Mentre lui guardava dal finestrino le colline che scorrevano via dalla vista,
ero certa di averla già notata. E fu in quel momento di riflessione che la
curiosità mi assalì. Quel ragazzo che se ne stava da solo con quello sguardo
duro, nonostante i compagni cercassero di convincerlo a divertirsi con loro ...
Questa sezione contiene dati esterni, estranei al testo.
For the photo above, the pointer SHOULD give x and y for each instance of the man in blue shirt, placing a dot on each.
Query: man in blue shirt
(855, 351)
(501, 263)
A che cosa era dovuta quella tristezza?
Non
riuscii a rispondere a quella domanda e quando un rumore di passi mi giunse
alle orecchie l’immagine di Malfoy si smaterializzò
dalla mia mente come per magia. Voltai la testa verso il punto in cui proveniva
il rumore, e precisamente verso la rampa di scale che portava al dormitorio
maschile. Vidi Albus, in piedi, che mi guardava con
un’espressione preoccupata.
“Al!?”
dissi, stupita.
“Che
hai, Rose? Non stai bene?” mi chiese in un sussurro.
“No,
no! Sto bene!” risposi io, con un sorriso frettoloso “E’ solo che non mi viene
sonno.”
“Ti
manca casa?” mi chiese ancora lui.
Solo
allora mi resi conto che da quando eravamo partiti non avevo più pensato alla
mamma, a papà, a Hugo e al resto della famiglia.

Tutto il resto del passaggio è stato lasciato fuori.